11 January 2013

Liberia: AP Oil Drill Not for Production

Two days after the Australian firm African Petroleum (AP) announced that it has started tapping into oil deposits situated off the coast of Liberia, the National Oil Company of Liberia (NOCAL) says the ongoing appraisal drilling by AP is not for production as is being reported, but aimed at evaluating the size and nature of their reservoir to determine the number of confirming or appraisal wells required.

On Tuesday, January 8, 2013, AP said it had started drilling its Bee Eater-1 well offshore Liberia, about 6 miles from what it said was a proven high-quality reservoir, estimating the mean recoverable resources for the Bee Eater area at more than 840 million barrels of oil.

But in an apparent attempt to lower Liberians' high expectation over the emerging development, a NOCAL release issued in Monrovia on Thursday argued that "even if the ongoing appraisal programs determine the commercial viability discoveries, commercial production of oil in our off shore basin may yet be a decade away."

As such, NOCAL reemphasizes that AP is in the process of appraising their discovery,which they announced in February 2012, saying only further drilling will determine if there are commercial quantities of oil and that the announcement by AP was intended to inform the public, as required by all public companies, about the potential prospects of its ongoing appraisal program.

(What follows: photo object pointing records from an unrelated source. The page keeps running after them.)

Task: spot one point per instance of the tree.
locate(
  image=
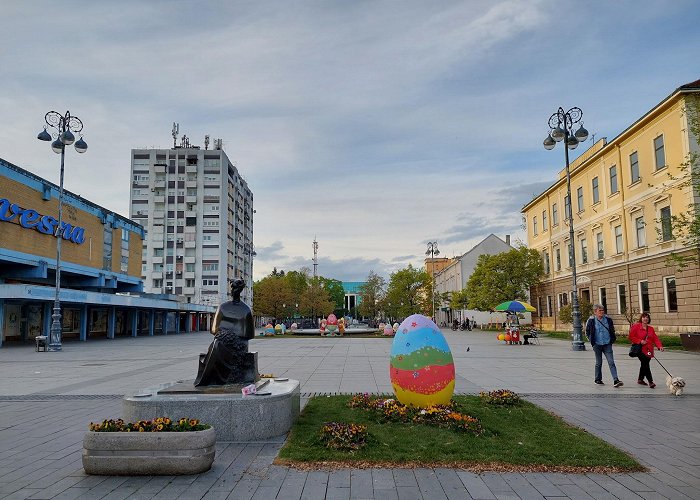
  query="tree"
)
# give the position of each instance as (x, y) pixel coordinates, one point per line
(408, 293)
(685, 226)
(372, 292)
(273, 297)
(315, 301)
(505, 276)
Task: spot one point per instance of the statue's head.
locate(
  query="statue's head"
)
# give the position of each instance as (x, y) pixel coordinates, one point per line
(237, 286)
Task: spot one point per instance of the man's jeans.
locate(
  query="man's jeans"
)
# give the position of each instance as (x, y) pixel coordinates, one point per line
(599, 350)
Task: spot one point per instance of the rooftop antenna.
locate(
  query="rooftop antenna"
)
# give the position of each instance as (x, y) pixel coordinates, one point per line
(176, 131)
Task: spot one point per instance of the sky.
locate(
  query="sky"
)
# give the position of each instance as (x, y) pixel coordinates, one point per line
(372, 126)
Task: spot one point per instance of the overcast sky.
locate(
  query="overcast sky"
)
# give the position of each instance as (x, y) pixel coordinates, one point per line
(374, 126)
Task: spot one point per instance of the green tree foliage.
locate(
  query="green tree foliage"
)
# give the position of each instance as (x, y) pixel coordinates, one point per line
(315, 301)
(505, 276)
(685, 226)
(408, 293)
(371, 295)
(273, 296)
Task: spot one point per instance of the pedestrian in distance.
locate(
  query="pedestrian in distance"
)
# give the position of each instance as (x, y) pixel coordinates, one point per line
(643, 333)
(600, 330)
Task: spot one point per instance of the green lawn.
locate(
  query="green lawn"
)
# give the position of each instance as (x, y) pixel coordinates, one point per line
(522, 437)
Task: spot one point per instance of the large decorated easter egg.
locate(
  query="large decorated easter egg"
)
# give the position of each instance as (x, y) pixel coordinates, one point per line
(422, 370)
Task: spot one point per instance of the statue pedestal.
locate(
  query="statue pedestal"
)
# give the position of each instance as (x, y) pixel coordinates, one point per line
(235, 417)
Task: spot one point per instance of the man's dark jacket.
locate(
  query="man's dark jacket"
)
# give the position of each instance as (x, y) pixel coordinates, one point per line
(590, 329)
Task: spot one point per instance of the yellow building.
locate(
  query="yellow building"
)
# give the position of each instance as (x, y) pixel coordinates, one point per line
(625, 193)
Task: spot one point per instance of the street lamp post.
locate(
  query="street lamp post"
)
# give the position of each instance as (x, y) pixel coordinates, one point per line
(65, 126)
(432, 251)
(561, 126)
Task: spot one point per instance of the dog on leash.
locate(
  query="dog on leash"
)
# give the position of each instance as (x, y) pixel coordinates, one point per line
(675, 385)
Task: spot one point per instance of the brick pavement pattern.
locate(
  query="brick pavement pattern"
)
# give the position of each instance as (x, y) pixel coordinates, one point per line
(47, 400)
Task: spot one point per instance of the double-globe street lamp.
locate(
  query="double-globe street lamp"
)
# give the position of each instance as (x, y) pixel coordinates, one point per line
(65, 125)
(433, 251)
(561, 126)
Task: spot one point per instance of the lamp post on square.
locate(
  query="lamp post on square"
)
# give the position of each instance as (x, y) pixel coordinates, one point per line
(65, 126)
(561, 126)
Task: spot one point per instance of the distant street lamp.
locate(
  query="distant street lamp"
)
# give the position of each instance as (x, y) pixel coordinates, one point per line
(65, 126)
(561, 126)
(432, 251)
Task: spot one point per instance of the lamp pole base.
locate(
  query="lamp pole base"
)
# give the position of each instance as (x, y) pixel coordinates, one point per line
(577, 345)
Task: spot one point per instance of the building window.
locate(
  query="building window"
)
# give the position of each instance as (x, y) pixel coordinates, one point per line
(670, 294)
(613, 179)
(634, 167)
(594, 187)
(621, 299)
(618, 239)
(644, 296)
(603, 298)
(659, 152)
(641, 233)
(579, 199)
(600, 245)
(666, 227)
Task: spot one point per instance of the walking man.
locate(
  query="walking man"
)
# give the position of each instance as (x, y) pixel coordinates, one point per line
(601, 332)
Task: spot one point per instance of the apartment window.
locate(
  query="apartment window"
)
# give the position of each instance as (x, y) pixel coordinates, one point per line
(618, 239)
(666, 227)
(641, 233)
(659, 154)
(644, 296)
(634, 167)
(600, 247)
(579, 199)
(594, 189)
(670, 296)
(613, 179)
(621, 299)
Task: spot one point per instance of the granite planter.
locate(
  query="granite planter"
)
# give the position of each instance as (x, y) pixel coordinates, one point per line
(148, 453)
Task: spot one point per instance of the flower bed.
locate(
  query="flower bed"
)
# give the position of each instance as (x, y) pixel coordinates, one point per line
(148, 447)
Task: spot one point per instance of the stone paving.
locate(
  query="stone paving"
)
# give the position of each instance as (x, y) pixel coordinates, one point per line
(47, 400)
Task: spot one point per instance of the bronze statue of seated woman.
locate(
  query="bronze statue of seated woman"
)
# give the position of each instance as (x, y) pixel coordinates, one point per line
(228, 360)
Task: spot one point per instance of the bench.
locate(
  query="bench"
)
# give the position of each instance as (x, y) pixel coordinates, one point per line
(41, 342)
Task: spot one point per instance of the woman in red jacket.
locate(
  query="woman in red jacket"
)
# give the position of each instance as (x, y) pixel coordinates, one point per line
(643, 333)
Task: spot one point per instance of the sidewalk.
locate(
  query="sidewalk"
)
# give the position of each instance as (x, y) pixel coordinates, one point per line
(47, 400)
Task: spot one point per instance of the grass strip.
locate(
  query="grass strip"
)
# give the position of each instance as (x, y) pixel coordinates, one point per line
(521, 437)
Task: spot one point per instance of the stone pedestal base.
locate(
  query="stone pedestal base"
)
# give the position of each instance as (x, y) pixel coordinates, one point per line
(234, 417)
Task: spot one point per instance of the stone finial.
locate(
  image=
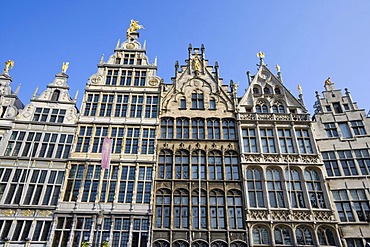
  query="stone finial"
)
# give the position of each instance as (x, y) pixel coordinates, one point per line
(8, 66)
(134, 26)
(328, 82)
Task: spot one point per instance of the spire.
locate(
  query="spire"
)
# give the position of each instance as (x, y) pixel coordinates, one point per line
(118, 43)
(329, 85)
(8, 66)
(300, 96)
(261, 55)
(279, 73)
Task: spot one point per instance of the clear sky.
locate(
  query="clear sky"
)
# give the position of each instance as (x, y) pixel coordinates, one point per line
(310, 40)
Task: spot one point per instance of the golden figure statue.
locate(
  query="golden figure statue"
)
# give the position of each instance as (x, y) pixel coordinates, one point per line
(134, 26)
(261, 54)
(196, 64)
(328, 82)
(8, 65)
(299, 89)
(65, 67)
(278, 68)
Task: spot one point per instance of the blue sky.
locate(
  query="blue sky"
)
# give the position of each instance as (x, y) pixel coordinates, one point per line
(310, 40)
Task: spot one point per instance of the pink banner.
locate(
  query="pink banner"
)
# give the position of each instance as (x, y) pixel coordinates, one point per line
(105, 154)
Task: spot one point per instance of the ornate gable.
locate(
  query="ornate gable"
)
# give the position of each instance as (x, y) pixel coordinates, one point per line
(197, 86)
(267, 94)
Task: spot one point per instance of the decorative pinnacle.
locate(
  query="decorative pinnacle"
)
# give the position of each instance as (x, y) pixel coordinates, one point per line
(328, 82)
(278, 68)
(134, 26)
(8, 65)
(299, 89)
(261, 55)
(65, 67)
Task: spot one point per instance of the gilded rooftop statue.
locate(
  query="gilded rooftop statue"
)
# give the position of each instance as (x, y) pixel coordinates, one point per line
(134, 26)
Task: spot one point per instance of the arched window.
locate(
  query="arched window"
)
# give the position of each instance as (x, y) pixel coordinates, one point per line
(161, 244)
(282, 235)
(266, 90)
(238, 244)
(314, 189)
(218, 244)
(183, 103)
(235, 210)
(213, 128)
(217, 209)
(197, 100)
(182, 164)
(228, 129)
(261, 235)
(212, 104)
(198, 164)
(275, 188)
(165, 164)
(182, 128)
(180, 243)
(181, 209)
(163, 208)
(258, 109)
(215, 171)
(199, 209)
(295, 189)
(167, 128)
(326, 236)
(255, 191)
(264, 109)
(197, 126)
(231, 166)
(200, 244)
(304, 236)
(55, 95)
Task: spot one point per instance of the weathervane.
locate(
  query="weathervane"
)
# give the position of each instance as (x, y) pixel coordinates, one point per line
(8, 65)
(134, 26)
(65, 67)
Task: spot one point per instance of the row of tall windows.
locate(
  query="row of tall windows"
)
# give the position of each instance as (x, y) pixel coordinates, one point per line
(347, 162)
(276, 108)
(30, 186)
(121, 105)
(358, 129)
(48, 115)
(198, 128)
(133, 186)
(352, 205)
(191, 210)
(283, 235)
(118, 227)
(128, 140)
(267, 140)
(126, 77)
(198, 243)
(39, 144)
(274, 189)
(25, 230)
(199, 165)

Liberia's Oil Sector regulatory body further said oil and gas exploration phases include exploration drilling, appraisal, development, production and decommissioning.

"The process from exploration to exploitation on average, takes at least 5-7 years.The ongoing appraisal drilling by AP is aimed at evaluating the size and nature of their reservoir to determine the number of confirming or appraisal wells required...," NOCAL said.

In closing, NOCAL said appraisal drilling program will determine whether potential discovery in Block LB-09 is commercially viable (as determined by the terms of the agreement), which could eventually ensure a progression to the development phase.